I was thinking of this while savoring a pineapple and lemon gelato at Evansville’s West Branch Carnegie just a buck thirty ago. Outside the library was a Music in the Parks concert and, loving music and loving parks, I checked it out. So rarely do I just sit and observe. Concert highlights: three women and one guy line dancing, lots of cold cans in koozies, and the two women sitting close to me singing along to a song whose only lyrics I could make out were “sweet strawberry wine”.
It’s not something I noticed right away, and so I’m surprised when I finally do. Even more so than in Kitt’s appraisal of Madison, Wisconsin, this is the whitest place I’ve ever seen. There is nary, not even one, face that is not one of the Benjamin Moore shades of white. Granted, Evansville’s 120 thousand population is 85 percent white, and the country rock band was hammering out Sweet Home Alabama, but still. The band could have been playing air guitars and I still would have known they were country. The lead singer, in jeans and ball cap, was commenting on the food trucks circling the tree-embraced sward, including the one that serves what he called Jello-ato. When he was corrected by a bandmate (“it’s gelato”), he just shrugged “I knew I was going to get that wrong.”

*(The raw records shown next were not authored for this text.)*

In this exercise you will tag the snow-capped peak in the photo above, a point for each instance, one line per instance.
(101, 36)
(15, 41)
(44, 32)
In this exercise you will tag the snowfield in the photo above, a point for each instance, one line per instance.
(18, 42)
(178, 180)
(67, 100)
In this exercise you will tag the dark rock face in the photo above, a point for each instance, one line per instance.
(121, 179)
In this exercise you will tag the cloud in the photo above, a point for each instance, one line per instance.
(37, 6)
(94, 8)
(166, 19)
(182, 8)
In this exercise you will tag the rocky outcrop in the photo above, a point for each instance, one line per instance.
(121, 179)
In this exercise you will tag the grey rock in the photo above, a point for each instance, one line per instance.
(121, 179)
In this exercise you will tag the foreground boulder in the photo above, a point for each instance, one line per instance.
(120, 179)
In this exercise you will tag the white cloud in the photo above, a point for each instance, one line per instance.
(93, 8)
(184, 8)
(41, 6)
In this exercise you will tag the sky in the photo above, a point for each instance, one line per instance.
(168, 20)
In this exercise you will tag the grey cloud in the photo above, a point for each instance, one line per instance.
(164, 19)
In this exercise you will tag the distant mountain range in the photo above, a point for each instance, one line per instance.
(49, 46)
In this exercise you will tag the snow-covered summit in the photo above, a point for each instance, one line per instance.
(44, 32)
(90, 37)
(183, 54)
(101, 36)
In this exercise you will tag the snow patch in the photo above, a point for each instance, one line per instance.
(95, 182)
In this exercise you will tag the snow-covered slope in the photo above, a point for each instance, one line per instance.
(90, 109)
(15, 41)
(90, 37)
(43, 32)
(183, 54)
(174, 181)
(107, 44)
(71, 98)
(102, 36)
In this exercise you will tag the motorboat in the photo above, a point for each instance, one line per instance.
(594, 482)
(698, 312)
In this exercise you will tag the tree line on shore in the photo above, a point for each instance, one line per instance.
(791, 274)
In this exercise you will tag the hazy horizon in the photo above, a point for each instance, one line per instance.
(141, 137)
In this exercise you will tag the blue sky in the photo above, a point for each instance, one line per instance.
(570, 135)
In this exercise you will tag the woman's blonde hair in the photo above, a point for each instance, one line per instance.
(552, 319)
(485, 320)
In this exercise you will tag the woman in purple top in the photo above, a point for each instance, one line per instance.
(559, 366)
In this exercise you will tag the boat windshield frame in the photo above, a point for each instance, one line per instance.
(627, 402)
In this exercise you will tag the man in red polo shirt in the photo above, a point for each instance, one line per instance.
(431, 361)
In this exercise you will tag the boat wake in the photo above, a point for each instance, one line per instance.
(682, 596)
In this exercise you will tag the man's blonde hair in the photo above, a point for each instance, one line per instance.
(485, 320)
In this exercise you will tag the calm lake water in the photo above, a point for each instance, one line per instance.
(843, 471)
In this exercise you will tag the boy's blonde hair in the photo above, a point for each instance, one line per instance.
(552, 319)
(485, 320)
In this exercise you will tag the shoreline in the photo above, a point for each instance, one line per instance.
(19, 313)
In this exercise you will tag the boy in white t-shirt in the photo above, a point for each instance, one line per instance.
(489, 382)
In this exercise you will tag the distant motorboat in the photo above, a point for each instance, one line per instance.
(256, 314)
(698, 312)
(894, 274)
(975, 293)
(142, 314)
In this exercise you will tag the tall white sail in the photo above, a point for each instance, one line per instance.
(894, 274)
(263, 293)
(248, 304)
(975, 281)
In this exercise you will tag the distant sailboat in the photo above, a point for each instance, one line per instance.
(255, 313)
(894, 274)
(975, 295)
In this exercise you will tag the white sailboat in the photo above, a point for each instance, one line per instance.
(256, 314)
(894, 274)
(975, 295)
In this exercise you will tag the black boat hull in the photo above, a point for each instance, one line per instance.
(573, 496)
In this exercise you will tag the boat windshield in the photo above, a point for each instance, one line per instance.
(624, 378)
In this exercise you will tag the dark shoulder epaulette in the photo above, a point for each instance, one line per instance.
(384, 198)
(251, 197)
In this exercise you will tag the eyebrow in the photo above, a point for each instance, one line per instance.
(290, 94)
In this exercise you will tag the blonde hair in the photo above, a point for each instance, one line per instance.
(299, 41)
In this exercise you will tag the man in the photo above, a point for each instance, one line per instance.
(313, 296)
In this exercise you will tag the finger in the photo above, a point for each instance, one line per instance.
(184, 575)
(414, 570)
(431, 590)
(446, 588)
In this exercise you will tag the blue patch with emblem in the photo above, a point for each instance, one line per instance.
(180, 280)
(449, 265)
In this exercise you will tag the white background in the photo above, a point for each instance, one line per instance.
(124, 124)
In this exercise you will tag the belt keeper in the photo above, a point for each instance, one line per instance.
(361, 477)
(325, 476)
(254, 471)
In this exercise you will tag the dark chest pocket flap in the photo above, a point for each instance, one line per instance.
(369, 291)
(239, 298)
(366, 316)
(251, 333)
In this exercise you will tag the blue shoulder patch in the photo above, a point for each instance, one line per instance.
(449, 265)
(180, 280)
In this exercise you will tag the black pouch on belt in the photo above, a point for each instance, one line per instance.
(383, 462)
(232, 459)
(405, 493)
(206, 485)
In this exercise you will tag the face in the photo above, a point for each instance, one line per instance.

I had yet one more conversation this evening, at the C&L meeting held at 8 pm in a small white clapboard meeting house. The room was packed when the meeting started, although a half dozen guys slipped out shortly after. This meeting was not as white as the concert. One black guy got a big round of applause when he picked up his “24 Hour” chip. I imagined that one young woman, with fine features, pink toenails in tan Birkenstocks, and hair put up in the casual summering at Martha’s Vineyard look, was like Mary Karr. Her face showed sorrow and her body had that I don’t want to be here pose. She took notes throughout the readings, and gradually her posture and face softened. One guy said he had been sober for ten years and so was asked if he wanted to pick up a chip to celebrate that. Yes, and in fact that would be the first chip he’s ever received, as he had been in prison that entire time. A couple of other guys reported having spent years up the river and no one bats an eye. Convicts are as common as coffee cups at some meetings.